A Transformative Campus

By Professor Douglas A. Noverr on November 12, 2015

book cover of The Rise of A Research University and The New Millennium

There are twelve entrances to the sprawling campus of Michigan State University. Four of them (Farm Lane, Shaw Lane, Wilson Road, and Service Road) count twice as you can enter from either end, but each is a separate entrance.

Why focus on where we enter campus? Actually, I’ve been thinking about campus entrances ever since I had the pleasant task of choosing the cover photo for my just released book, MICHIGAN STATE UNIVERSITY: THE RISE OF A RESEARCH UNIVERSITY AND THE NEW MILLENNIUM, 1970-2005 (MSU Press). (More about that later.)

Of course, over my 45 years here at MSU, I’ve driven through every campus entry point many times, and taken note of their initial and partial visual impressions. But, I also searched online for “images of entrances to college campuses,” finding a diverse range of interesting and impressive examples.

Michigan State University has paid close attention to the look and appeal of its campus entrances, too, but, as Dean Long notes in his most recent blog “A Living Place for Education,”

“There is no main gate at Michigan State University. Instead, the campus is designed to be accessible to everyone and from all sides. The place is porous, enriched by the exchange of people, ideas, and experiences that is at the heart of the educational endeavor.”
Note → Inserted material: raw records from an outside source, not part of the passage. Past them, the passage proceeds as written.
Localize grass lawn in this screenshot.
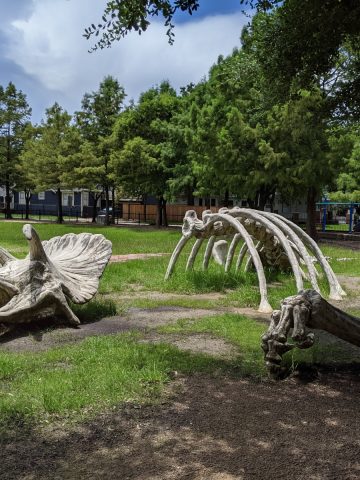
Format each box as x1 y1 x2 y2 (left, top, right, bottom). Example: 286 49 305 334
0 222 360 427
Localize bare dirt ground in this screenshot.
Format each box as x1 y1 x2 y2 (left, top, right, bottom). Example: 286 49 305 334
0 372 360 480
0 260 360 480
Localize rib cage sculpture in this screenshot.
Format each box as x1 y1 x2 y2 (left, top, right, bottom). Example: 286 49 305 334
0 225 112 330
261 290 360 377
165 207 346 313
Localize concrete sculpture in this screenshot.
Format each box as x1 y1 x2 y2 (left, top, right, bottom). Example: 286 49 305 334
0 225 112 327
261 290 360 375
165 207 346 313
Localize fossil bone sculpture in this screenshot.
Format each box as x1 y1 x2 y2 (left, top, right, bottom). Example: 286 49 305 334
165 207 346 313
261 290 360 375
0 225 112 330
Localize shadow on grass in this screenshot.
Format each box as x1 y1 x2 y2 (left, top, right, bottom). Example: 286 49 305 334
71 299 117 324
0 299 117 345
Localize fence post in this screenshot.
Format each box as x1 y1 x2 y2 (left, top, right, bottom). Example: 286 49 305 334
321 205 327 232
349 203 354 233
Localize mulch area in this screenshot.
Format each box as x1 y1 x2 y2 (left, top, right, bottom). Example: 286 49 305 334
0 249 360 480
110 253 170 263
0 372 360 480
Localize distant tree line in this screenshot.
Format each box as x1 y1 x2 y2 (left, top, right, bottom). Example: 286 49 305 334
0 0 360 238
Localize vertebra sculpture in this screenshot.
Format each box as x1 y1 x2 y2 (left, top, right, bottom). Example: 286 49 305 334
261 290 360 375
165 207 346 313
0 225 112 326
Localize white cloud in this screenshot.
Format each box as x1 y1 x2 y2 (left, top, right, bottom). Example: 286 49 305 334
7 0 247 117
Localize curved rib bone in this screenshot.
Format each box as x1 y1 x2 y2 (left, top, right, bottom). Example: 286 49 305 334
274 214 346 300
261 290 360 375
165 207 345 310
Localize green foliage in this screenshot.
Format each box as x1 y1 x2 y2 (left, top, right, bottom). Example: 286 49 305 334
0 82 31 218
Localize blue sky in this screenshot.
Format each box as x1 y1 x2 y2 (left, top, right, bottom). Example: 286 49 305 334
0 0 248 122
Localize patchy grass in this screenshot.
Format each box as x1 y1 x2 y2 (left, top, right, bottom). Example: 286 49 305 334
158 314 267 377
320 244 360 276
0 333 248 428
0 222 179 258
158 314 360 377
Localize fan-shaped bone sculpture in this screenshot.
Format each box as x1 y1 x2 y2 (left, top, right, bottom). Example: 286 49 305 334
0 225 112 326
261 290 360 376
165 207 346 313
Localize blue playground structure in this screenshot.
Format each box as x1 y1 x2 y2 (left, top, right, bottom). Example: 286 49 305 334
316 200 360 233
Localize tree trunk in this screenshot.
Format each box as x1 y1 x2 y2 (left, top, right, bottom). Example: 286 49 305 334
186 187 194 207
25 190 31 220
56 188 64 223
162 197 168 227
156 197 162 228
5 180 12 220
111 188 116 224
257 187 268 212
143 195 146 223
306 187 318 242
89 192 101 223
104 185 110 225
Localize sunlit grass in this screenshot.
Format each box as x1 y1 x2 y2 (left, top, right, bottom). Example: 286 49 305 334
0 333 245 429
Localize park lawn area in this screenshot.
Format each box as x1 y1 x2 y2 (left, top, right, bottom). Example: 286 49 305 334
0 222 360 429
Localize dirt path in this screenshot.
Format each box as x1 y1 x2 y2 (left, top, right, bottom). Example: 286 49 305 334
0 307 269 353
0 373 360 480
0 268 360 480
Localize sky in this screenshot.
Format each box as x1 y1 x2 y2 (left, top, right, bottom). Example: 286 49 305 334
0 0 249 123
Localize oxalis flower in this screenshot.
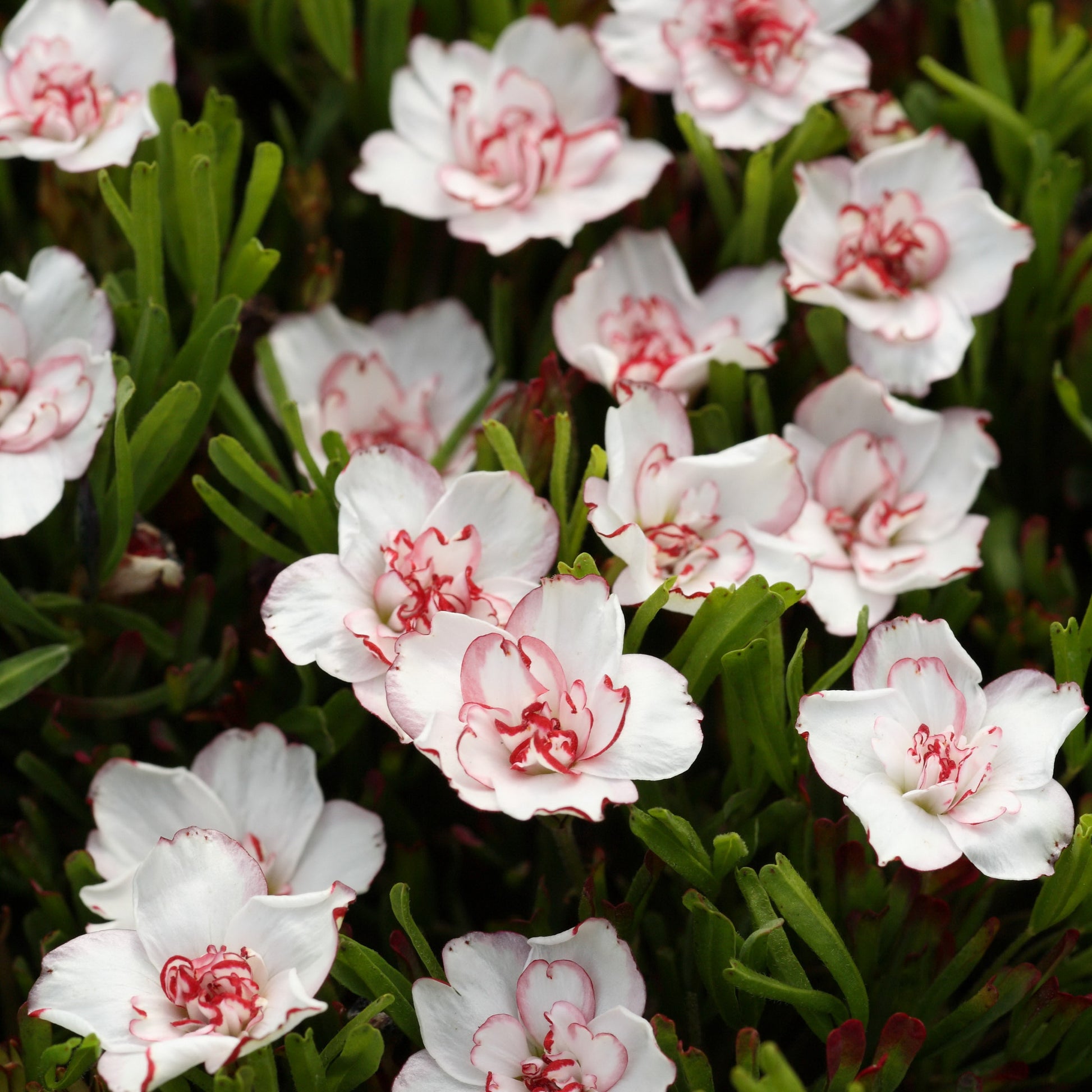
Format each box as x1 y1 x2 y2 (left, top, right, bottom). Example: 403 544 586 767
353 16 672 254
0 0 175 172
796 615 1088 880
784 368 1001 636
256 299 493 471
387 576 701 819
262 448 558 725
80 724 386 929
554 228 785 398
595 0 876 150
781 129 1035 396
584 383 811 614
27 827 353 1092
393 917 675 1092
0 247 117 538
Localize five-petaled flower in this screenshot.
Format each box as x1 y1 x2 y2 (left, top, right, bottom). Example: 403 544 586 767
262 299 493 471
781 129 1034 395
584 383 811 614
0 247 117 538
554 228 785 398
27 827 353 1092
387 576 702 819
353 16 671 254
796 615 1088 880
595 0 876 150
393 917 675 1092
80 724 386 929
0 0 175 172
262 448 558 726
784 368 999 636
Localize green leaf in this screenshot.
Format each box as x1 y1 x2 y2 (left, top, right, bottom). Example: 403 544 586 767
330 935 421 1046
759 853 868 1027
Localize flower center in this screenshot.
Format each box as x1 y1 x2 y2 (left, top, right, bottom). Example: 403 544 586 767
319 353 440 458
833 190 948 299
599 296 695 383
159 944 265 1035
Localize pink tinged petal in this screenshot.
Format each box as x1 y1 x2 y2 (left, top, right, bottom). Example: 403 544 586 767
88 759 239 879
796 690 917 795
223 882 355 996
290 800 387 894
527 917 645 1016
940 781 1073 880
516 959 597 1044
576 654 702 781
407 933 529 1088
193 724 322 892
845 773 961 871
133 827 269 967
983 669 1088 792
262 549 386 682
26 929 163 1050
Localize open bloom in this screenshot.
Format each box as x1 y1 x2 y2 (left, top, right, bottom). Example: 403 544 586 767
796 615 1088 880
781 129 1034 396
784 368 999 636
0 246 117 538
0 0 175 171
353 16 671 254
258 299 493 470
834 91 917 159
554 228 785 397
80 724 386 929
584 383 811 614
27 827 353 1092
595 0 876 149
387 576 701 819
393 917 675 1092
262 448 558 725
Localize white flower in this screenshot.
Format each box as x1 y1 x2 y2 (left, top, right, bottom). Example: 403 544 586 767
258 299 493 471
834 91 917 159
353 16 672 254
781 129 1034 396
393 917 675 1092
0 0 175 172
262 448 558 725
80 724 386 929
387 576 701 820
0 246 117 538
784 368 999 636
584 383 811 614
27 827 353 1092
595 0 876 150
554 228 785 398
796 615 1088 880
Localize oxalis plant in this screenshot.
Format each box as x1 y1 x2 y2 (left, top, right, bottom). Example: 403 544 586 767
0 0 1092 1092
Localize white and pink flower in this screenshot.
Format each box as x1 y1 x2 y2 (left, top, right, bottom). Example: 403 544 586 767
595 0 876 150
784 368 1001 636
834 91 917 159
584 383 811 614
393 917 675 1092
258 299 493 470
387 576 702 820
353 16 672 254
796 615 1088 880
781 129 1035 396
262 448 558 726
554 228 785 398
27 827 353 1092
80 724 387 929
0 247 117 538
0 0 175 172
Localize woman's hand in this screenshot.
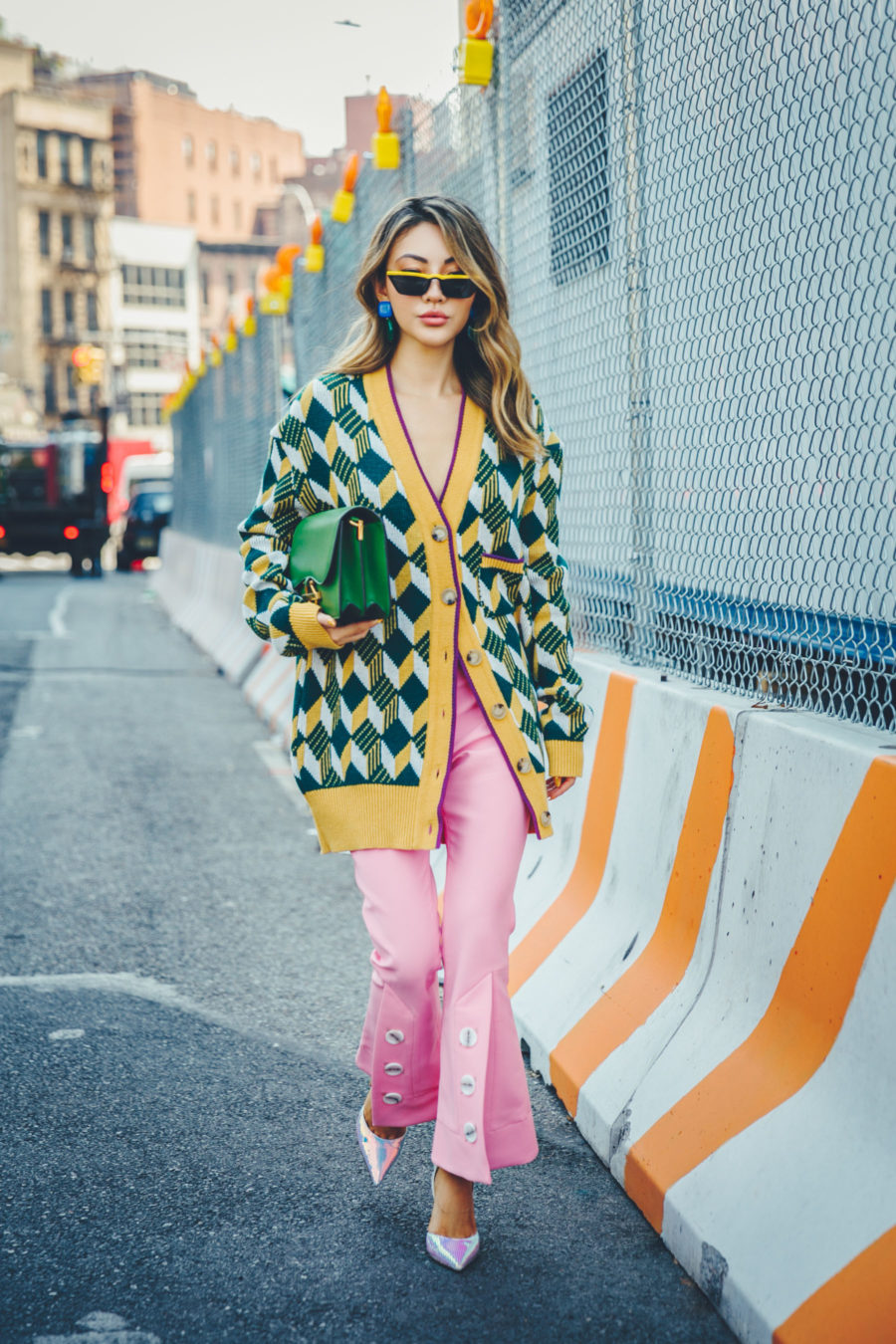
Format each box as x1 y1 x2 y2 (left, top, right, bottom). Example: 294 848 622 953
317 611 383 648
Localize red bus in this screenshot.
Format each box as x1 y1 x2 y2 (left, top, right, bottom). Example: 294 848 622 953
0 417 112 576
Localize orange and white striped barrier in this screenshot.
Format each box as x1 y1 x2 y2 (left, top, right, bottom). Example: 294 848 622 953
511 656 896 1344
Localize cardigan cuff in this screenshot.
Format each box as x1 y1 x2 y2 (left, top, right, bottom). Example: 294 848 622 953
544 738 584 780
289 602 342 649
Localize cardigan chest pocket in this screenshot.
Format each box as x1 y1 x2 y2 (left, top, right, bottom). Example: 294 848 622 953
480 556 523 615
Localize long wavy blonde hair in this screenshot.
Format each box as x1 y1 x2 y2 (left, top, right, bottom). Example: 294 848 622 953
330 196 542 458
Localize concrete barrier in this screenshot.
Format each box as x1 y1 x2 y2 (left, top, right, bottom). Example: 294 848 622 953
154 529 263 684
156 540 896 1344
511 656 896 1344
243 644 296 750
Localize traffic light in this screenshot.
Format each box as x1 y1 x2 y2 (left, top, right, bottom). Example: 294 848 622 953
72 345 107 385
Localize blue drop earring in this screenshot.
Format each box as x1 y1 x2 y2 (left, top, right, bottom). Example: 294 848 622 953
376 299 395 340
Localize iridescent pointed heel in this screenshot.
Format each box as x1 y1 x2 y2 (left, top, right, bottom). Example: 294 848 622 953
354 1106 407 1186
426 1168 480 1270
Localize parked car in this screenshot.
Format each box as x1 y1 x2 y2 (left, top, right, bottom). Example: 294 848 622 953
115 483 173 569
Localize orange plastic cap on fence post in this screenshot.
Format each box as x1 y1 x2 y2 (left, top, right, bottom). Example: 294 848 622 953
372 85 401 169
331 153 360 224
305 215 324 272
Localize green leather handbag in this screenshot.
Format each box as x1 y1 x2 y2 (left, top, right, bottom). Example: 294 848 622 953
289 504 391 625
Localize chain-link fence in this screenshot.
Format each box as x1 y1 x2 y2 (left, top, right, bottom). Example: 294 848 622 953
172 318 284 549
173 0 896 730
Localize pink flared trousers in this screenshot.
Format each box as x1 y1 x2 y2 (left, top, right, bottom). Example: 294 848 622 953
352 655 538 1184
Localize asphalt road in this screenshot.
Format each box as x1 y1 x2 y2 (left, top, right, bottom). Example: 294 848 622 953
0 571 734 1344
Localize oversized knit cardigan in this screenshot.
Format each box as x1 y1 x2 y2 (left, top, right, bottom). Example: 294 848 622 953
239 368 587 852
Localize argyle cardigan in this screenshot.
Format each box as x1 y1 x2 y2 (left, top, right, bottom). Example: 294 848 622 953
239 368 587 853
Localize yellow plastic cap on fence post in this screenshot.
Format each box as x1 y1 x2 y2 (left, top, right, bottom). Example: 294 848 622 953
372 85 401 169
457 0 495 88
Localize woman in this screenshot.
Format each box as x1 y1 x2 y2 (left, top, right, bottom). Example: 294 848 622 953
241 196 585 1270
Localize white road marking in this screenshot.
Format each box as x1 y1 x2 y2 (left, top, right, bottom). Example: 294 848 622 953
0 971 234 1028
34 1331 161 1344
49 587 72 640
76 1312 127 1331
255 738 309 811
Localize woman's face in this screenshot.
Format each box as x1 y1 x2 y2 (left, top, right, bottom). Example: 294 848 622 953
376 223 476 348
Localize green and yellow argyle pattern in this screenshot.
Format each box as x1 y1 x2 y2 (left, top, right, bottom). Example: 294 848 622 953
239 371 587 848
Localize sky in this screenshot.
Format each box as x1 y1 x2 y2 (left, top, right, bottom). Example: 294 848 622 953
0 0 458 154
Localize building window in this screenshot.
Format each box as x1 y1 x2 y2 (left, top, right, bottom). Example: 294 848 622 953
549 50 610 285
62 215 76 261
120 266 187 308
124 330 187 372
127 392 162 425
59 135 72 187
43 360 58 415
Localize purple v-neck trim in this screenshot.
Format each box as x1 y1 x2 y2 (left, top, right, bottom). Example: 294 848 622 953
385 364 539 849
385 364 466 514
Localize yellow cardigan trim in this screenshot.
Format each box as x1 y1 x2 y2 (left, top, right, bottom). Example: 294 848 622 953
365 368 485 849
305 784 439 853
546 738 584 780
305 368 561 853
459 609 554 840
289 602 339 649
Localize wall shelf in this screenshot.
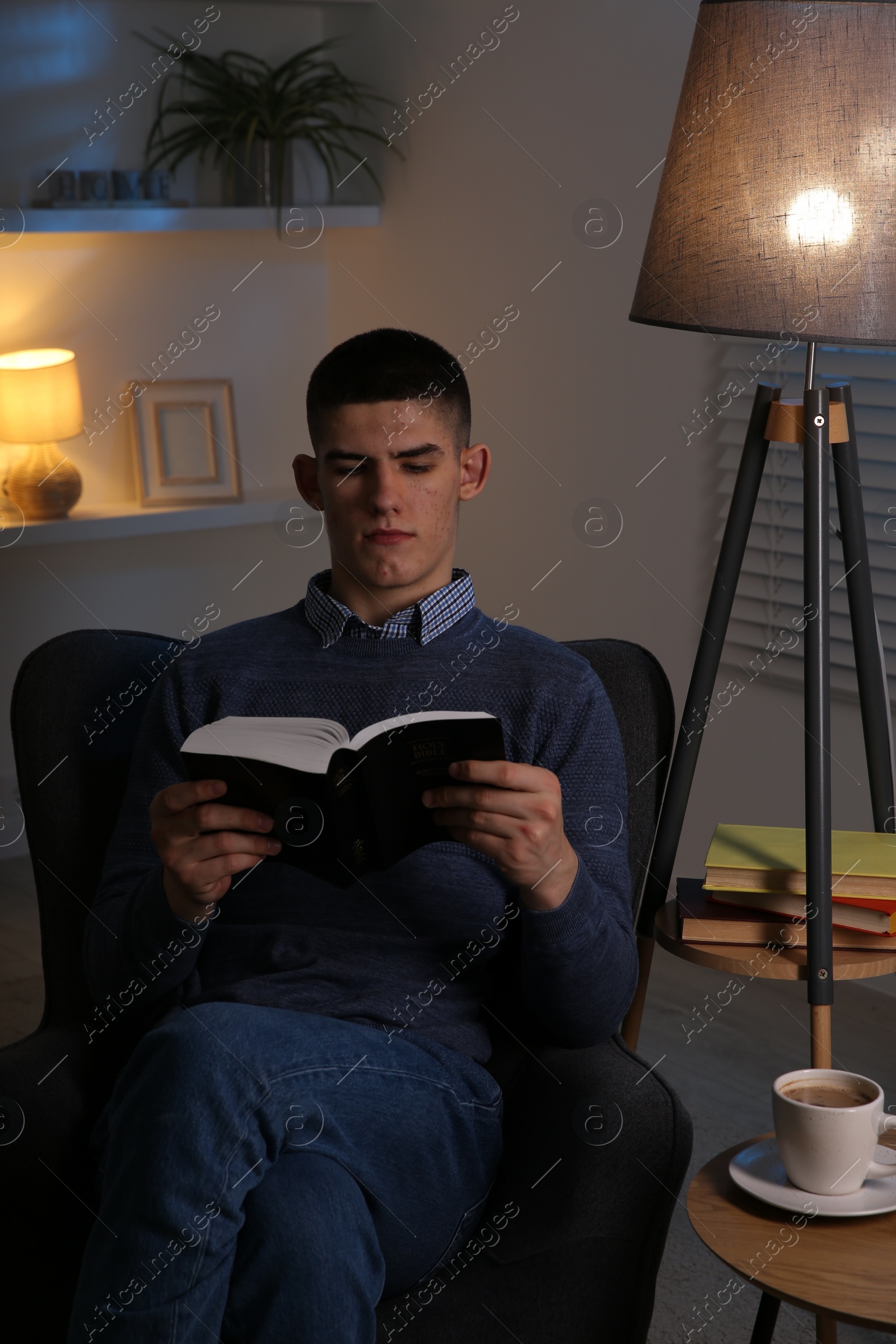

As a result, our entrances reflect this philosophy. The Eli and Edythe Broad Art Museum adorns the Farm Lane entrance at Grand River. And the underpasses on Farm Lane to the south feature stately columns, the block ‘S’, and the distinctive, iconic lanterns that for a decade graced the Farm Lane bridge and, later, became part of the center campus. The beautifully landscaped Trowbridge Road entrance features a large brick portal structure marking entry to MSU. But the entrance that interests me most is at Shaw Lane off Hagadorn Road; in large part because of what lies beyond and within.

To be more explicit, on the cover of my history of the modern MSU is an aerial shot featuring the Cyclotron, Wharton Center, the MSU College of Law, and the Broad College of Business complex. Stretching to the west and to the south is the heart of modern MSU with its research, teaching, and treatment facilities in the sciences and in animal and human medicine.

This six-block area contains many of the human and technical resources that make our University a great transformative agent and server of society.

Looking back in time, my framed postwar July 1947 map of the Michigan State University campus shows Shaw Lane to the east ending at the Dairy Barn and the Bull Barn just south of Shaw Hall. So, in what was formerly an exclusively agricultural sector of campus, some of the greatest dreams and plans for Michigan State University have been realized and continue to grow.

That said, I encourage you to drive into campus from Hagadorn Road onto East Shaw/North Shaw to Red Cedar Road, and turn south. Then, turn east onto Wilson Road to Bogue Street, turn south to Woodlot Drive, and east again to Hagadorn.

This short drive encompasses a vital section of campus that was instrumental in seeing a largely agricultural college transform into a modern scientific, artistic, humanistic, medical, and animal research university serving the production of knowledge and the needs of people to realize its full land-grant heritage.